Col asked for our thoughts.
Get the word out.
You left 2 likes. I will assume that is an answer in the double affirmative for Col's Filter idea?
I like it.
Voting the Chicago way!
Malone : What are you prepared to do?
Ness : Anything within IMDb Rules.
Malone : And *then* what are you prepared to do? If you open the can on these worms you must be prepared to go all the way. Because they're not gonna give up the fight, until one of you is right.
Ness : I want to get my idea implemented. I don't know how to do it.
You wanna know how to get your idea approved.
They put up a post, you vote for it. Someone sends a negative reply, you send kind word of praise back. *That's* the *IMDb* way!
And that's how you get your point across. Now do you want to do that? Are you
ready to do that? I'm offering you a deal. Do you want this deal?
Rewritten from "The Untouchables"
More sort order filters in general would be useful, though, since the reviews are more difficult to navigate through now--not just for reviews under titles but also for looking through the reviews by a particular member, which is practically impossible now without alphabetical or yearly page separations or even filters.
IMDb is probably seeing an increase in reviews because of Netflix
Anyone who has seen Netflix's reviews knows it suffered from the same problems we have here.
The days of posting and reading user reviews on Netflix are now firmly in the past. That’s right: As of Friday, the streaming giant has removed all customer reviews of TV shows, movies, and other programming from its website. So, unless you saved it, your erudite review of Stranger Things’ second season has been lost in the ether.
Now, Netflix didn’t just do this out of the blue. The company gave users the heads-up in July that it would be removing this feature. It stopped allowing users to post new reviews as of July 30. And earlier this year, Netflix did away with its star rating function and replaced it with the simpler “thumbs up/thumbs down” feature in April.
Why did Netflix do this? Well, a spokesperson from Netflix attributed the move to “declining usage.” Makes sense. In fact, not only does the thumbs-based ratings system provide users with more accurate recommendations, but Netflix is seeing a 200 percent increase in user engagement with the thumbs system.
So, from now on, if you must post your thoughts on the latest movie or show you just watched on Netflix, you can do so on social media like Facebook or Twitter (your chances of them getting read are higher there than they ever were on Netflix, anyway). You can also let us know what you think of this new development from Netflix in the comments below.
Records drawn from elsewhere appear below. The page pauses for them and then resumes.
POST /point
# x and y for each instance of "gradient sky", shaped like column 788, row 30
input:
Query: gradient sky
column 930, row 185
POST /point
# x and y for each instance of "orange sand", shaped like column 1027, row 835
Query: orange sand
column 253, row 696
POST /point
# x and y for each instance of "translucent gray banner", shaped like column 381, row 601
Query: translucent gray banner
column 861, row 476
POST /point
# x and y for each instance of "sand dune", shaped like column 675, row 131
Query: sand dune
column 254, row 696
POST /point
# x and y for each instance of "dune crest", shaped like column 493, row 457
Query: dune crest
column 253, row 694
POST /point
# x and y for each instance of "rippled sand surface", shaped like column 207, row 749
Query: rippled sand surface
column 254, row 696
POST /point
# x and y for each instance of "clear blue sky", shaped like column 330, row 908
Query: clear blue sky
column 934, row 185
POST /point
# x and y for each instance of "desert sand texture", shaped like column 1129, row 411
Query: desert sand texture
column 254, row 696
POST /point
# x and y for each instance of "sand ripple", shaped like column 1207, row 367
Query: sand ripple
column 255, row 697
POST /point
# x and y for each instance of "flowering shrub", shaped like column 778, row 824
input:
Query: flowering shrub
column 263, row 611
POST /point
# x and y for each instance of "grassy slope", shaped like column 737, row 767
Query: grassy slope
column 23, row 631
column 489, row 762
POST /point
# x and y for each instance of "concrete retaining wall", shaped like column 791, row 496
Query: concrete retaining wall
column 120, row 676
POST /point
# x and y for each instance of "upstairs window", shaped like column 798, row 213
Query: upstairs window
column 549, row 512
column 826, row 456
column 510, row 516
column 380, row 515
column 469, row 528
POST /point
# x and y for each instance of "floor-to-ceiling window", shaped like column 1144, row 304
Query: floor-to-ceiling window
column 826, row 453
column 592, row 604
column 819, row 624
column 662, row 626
It used to be that people provided fairly intelligent film reviews on IMDB. But recently I am seeing two-sentence reviews or even less. They are riddled with spelling/grammar errors. They contain no concrete information about the film in question. Most of them say exactly the same thing: "It was boring. I wasted 90 minutes of my life. I fell asleep. I walked out." All of those sentiments may be true, but they do not comprise a review and why IMDB allows them to clutter up space and detract from the few really witty, well written reviews, I do not understand. So, since IMDB clearly states: "We are happy to answer your questions, reply to your problems and listen to your ideas." -- I'd like to know what's going on. Honestly, just look at some recent reviews. They are horrific. There should be some standards. I thought a minimum of ten sentences was required? But then people would do stupid things like copy the same sentence 10 times.
If IMDB is supposed to be the main site where people come to learn about whether films have value for them or not, at present, "user reviews" is a giant fail.